From Logistic Regression to the Multi-Layer Perceptron | CS 375-376 Spring 2025 at Calvin University

Warning: This content has not yet been fully revised for this year.

Objectives

I’ve trained a logistic regression model with Keras (and seen how it’s basically the same as PyTorch)
I’ve applied logistic regression to the classic MNIST dataset
I’ve seen how to extend logistic regression to a multi-layer perceptron (MLP) by adding a hidden layer and a nonlinearity

Getting Started

Start with the following notebook:

Linear and Logistic Regression with Keras (name: u05n2-logreg-mlp.ipynb; show preview, open in Colab)

Step 1: Linear Regression on MNIST (the wrong way)

Notice that we start with a cell that loads one of a set of datasets. Start with toy2 as before.

We’ll first fit a linear regression with MSE loss. The code chunk provided does this.
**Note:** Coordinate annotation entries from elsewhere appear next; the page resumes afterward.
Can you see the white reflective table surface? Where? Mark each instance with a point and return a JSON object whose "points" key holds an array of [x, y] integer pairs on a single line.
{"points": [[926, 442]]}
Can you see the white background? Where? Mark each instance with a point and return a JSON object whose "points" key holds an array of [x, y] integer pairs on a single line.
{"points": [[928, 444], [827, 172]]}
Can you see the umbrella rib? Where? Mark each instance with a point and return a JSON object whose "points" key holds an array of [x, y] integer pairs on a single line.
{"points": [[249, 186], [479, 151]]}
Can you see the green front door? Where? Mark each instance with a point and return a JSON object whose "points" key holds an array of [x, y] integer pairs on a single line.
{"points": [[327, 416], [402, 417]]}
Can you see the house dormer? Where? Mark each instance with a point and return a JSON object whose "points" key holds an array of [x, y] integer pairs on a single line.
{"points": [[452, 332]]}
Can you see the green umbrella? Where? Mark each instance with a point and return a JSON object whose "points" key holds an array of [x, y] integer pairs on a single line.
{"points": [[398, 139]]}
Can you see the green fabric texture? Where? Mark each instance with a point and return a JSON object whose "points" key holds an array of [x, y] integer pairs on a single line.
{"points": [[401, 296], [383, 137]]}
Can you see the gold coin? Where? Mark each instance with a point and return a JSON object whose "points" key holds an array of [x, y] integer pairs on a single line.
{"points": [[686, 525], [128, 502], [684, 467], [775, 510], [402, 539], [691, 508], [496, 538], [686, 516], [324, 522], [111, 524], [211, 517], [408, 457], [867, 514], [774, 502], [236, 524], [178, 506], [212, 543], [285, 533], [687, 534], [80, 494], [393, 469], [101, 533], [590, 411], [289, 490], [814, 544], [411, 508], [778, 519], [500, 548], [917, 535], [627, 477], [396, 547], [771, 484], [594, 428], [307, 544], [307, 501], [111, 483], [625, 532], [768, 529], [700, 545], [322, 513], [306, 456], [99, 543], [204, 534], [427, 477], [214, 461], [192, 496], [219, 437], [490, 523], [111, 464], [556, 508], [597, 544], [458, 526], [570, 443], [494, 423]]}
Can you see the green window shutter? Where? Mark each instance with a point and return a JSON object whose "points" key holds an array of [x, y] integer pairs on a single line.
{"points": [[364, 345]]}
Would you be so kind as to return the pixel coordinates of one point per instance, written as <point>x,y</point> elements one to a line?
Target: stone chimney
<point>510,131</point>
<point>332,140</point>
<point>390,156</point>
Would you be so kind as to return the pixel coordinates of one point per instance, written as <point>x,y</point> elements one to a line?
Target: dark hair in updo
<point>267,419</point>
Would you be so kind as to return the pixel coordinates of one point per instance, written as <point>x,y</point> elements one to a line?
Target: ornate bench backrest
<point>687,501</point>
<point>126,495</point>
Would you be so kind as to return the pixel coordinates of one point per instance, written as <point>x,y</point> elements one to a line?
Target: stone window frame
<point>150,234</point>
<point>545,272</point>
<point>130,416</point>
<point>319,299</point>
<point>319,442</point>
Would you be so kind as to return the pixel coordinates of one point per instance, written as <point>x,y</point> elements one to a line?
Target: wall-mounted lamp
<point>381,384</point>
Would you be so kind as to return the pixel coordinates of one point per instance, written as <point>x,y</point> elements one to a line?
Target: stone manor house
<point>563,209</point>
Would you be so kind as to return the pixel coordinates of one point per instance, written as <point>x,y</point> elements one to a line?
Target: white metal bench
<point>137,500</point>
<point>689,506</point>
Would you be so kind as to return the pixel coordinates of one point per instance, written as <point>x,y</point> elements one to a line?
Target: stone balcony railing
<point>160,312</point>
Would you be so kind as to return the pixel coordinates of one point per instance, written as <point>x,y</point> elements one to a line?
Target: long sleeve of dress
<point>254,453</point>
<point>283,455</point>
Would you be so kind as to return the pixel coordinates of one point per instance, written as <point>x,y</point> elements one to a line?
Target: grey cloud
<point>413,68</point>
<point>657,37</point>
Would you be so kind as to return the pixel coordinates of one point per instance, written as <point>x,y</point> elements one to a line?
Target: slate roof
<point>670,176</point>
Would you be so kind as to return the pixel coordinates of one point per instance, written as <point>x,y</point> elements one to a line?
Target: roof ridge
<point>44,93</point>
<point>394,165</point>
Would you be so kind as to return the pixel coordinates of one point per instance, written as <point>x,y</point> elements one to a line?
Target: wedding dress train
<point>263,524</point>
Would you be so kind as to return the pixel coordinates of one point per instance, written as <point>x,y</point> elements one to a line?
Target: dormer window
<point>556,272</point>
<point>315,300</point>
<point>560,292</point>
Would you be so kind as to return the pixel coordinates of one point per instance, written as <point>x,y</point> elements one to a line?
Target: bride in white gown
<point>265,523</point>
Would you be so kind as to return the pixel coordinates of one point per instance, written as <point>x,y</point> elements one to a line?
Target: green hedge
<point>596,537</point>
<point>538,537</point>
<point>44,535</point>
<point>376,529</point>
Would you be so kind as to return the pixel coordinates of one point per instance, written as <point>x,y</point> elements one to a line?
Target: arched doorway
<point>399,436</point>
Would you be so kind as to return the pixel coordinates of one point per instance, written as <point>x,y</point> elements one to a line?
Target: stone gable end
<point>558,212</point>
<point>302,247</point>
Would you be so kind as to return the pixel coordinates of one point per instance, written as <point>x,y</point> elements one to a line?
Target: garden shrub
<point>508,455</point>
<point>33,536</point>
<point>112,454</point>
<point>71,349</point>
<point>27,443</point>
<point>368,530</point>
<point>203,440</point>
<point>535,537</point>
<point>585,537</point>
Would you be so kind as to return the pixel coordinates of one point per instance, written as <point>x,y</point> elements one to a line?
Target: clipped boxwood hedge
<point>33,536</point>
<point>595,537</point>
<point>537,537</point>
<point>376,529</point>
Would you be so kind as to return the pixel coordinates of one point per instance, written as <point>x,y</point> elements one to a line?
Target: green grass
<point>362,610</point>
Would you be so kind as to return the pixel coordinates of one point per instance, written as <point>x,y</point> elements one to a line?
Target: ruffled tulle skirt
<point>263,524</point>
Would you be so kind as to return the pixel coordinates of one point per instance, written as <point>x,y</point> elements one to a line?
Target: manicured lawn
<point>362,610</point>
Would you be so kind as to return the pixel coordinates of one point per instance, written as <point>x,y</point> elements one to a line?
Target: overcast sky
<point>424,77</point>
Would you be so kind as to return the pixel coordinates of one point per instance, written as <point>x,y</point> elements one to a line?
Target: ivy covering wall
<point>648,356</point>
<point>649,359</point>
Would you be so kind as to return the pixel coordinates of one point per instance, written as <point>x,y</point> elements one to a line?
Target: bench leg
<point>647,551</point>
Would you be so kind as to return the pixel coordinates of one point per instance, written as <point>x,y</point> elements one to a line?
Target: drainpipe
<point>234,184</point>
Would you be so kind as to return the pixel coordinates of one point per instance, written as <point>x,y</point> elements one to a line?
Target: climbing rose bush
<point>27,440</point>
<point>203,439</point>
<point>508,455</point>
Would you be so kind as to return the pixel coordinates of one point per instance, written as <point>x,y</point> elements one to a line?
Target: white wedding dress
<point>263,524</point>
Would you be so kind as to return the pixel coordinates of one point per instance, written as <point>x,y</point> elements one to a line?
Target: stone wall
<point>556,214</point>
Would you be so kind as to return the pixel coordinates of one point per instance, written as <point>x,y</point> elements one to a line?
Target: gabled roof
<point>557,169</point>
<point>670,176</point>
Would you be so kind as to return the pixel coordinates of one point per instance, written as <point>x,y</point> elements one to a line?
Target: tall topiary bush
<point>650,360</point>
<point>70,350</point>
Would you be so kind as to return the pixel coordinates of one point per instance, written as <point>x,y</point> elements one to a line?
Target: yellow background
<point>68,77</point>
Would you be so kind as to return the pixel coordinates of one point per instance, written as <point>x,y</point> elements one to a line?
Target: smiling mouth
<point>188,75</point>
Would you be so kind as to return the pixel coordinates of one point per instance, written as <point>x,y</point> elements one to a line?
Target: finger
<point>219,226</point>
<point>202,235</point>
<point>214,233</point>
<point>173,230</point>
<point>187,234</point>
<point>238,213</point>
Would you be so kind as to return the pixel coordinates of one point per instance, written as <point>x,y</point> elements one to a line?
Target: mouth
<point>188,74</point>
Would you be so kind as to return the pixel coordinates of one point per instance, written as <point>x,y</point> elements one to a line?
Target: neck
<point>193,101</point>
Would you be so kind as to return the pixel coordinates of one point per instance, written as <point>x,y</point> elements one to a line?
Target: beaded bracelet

There’s nothing to turn in for this step. But as you compare this code with your Lab 3 code, try to identify:

For each part of this code chunk (except noted below), what part of your Lab 3 training loop does it correspond to?
What part of your Lab 3 code is entirely missing (because the framework takes care of it for you?)
There are several numbers in this code. What parts of the Lab 3 code does each one correspond to?

Note: the keras.layers.Input() layer does not process the data, it just checks that each sample has the expected shape.

Note 2: Remember that the model never depends on how many image we have. We specify what the model should do to each image independently; Keras handles applying that computation to every image.

Step 2: Linear Regression on MNIST (Wrong Way 1)

Now, let’s try to use this same approach to classify handwritten digits from the MNIST dataset.

We’ll flatten the 28x28 images into 784-dimensional vectors. That part is okay, but as we saw on Wednesday, the rest of this approach is very wrong. Let’s see why.

Notice that (1) each epoch is taking much longer and (2) your loss is (probably) nan, i.e., not a number, i.e., too big to represent. Stop the cell; this is getting nowhere. (If you’re using MAE loss your model may have actually converged, but switch to MSE to follow us.) Why? The learning rate was too high. Now that we’re taking SGD steps based on minibatches of data, and there are far more parameters, the gradients are much more noisy–so taking too big of a step will make the model get worse on average. But since each epoch now actually does many updates, we don’t need nearly as many.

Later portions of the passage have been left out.